I find it easy to prove that $z_2 > 0$ in the cases when $0<x<y$ and when $x<y<0$, but I can't prove it when $x<0<y$.

Here's my draft:

$x<y \iff x^2>xy$ $(1)$

$y<x \iff y^2>xy$ $(2)$

$(1)+(2)$ makes $x^2+y^2>2xy \iff x^2+xy+y^2>3xy < 0$

Any hints?

Thank you in advance!

Answer 1

$$ x^2 + xy + y^2 = x^2 + xy + \frac {y^2}4 + \frac {3y^2}4 = \left(x + \frac y2 \right )^2 + \frac {3y^2}4 > 0 $$

Answer 2

You don't need all that high-powered algebra. (By that I mean the factorization and the cleverness Kaster helped you with.) All you need is that if $a<b$ and $c>0$, then $ac<bc$. It's more boring, but it doesn't require any cleverness.

With that in mind, here's another proof, in three cases.

Case one: $xy>0$

If we multiply $x<y$ by the positive quantities $x^2$, $xy$, and $y^2$, we get the following three inequalities, respectively:

$$x^3<x^2y$$ $$x^2y<xy^2$$ $$xy^2<y^3$$

Putting these together gives the claim.

Case two: $xy<0$

In this case, we must have $x<0$ and $0<y$. Multiplying the first inequality by the positive quantity $x^2$ gives $$x^3<0$$ and similarly, multiplying the second inequality by $y^2$ gives $$0<y^3$$ Putting these together gives the claim.

Case three: $xy=0$

Finally, we have either $x=0$ or $y=0$ (but not both!). I'll let you deal with this case.

Answer 3

If $x < y$ then we can write $y = x + \epsilon, \epsilon > 0$. Now $$ \begin{align} y^3 &= (x + \epsilon)^3\\ &= x^3 + 3x^2\epsilon + 3x\epsilon^2 + \epsilon^3 \end{align} $$ So we just need to show that for $ \epsilon > 0$, $3x^2 + 3x\epsilon + \epsilon^2 >0$. The discriminant of this equation is $9\epsilon^2 - 12\epsilon^2 < 0$, so there are no real roots as the equation is positive all of the time, which proves that given $y > x, y^3 > x^3$.

Answer 4

Here's another way to prove that $x^2+xy+y^2>0$

$$x^2+xy+y^2>0\Leftrightarrow (x+y)^2>xy$$

If you think a little about that inequality you'll see it is always true given that $x \neq y$. To give a formal proof some case working is needed but it's bearable.

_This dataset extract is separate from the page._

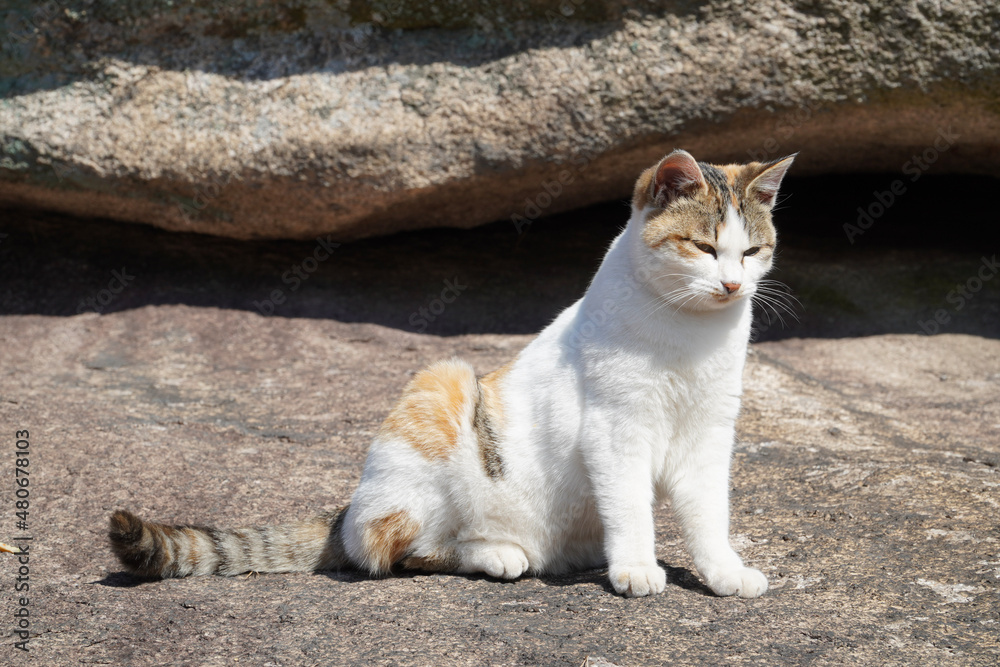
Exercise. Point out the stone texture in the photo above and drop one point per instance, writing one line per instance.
(285, 120)
(866, 482)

• If $x$ or $y$ is zero then the inequality holds (RHS is positive, LHS is zero).
• If $x$ and $y$ have opposite signs then the inequality also holds (RHS non-negative, LHS negative).

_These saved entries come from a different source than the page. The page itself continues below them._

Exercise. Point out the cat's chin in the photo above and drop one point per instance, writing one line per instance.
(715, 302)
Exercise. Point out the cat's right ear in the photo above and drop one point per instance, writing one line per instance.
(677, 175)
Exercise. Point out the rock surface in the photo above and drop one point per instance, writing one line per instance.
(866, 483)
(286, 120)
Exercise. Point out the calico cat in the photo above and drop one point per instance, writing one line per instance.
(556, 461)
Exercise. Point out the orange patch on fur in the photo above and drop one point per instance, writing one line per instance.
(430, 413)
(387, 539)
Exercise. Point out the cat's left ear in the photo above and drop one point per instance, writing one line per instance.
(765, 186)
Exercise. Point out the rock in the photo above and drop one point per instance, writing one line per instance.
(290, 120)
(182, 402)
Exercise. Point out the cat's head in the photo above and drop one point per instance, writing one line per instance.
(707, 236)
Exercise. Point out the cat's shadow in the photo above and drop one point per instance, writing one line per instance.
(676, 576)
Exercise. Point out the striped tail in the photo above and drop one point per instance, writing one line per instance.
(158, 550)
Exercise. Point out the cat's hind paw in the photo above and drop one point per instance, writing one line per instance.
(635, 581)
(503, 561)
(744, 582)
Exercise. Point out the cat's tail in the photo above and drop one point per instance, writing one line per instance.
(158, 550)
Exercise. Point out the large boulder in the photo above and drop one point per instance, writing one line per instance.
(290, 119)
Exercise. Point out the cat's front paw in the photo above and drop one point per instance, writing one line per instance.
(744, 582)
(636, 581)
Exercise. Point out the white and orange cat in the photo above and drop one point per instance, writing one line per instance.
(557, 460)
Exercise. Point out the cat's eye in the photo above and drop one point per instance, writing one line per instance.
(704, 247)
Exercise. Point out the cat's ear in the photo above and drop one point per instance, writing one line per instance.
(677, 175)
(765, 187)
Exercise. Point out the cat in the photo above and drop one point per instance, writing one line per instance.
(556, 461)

Now we prove the inequality holds if $x$ and $y$ have the same sign.

• If both are positive, $|y|>|x|$:

$$(x+y)^2=(|x|+|y|)^2>|y|^2>|x|\cdot|y|=xy$$

• If both are negative, $|x|>|y|$: $$(x+y)^2=(|x|+|y|)^2>|x|^2>|x|\cdot|y|=xy$$

It is not as elegant as Kaster's solution, but it's a systematic way of getting the job done.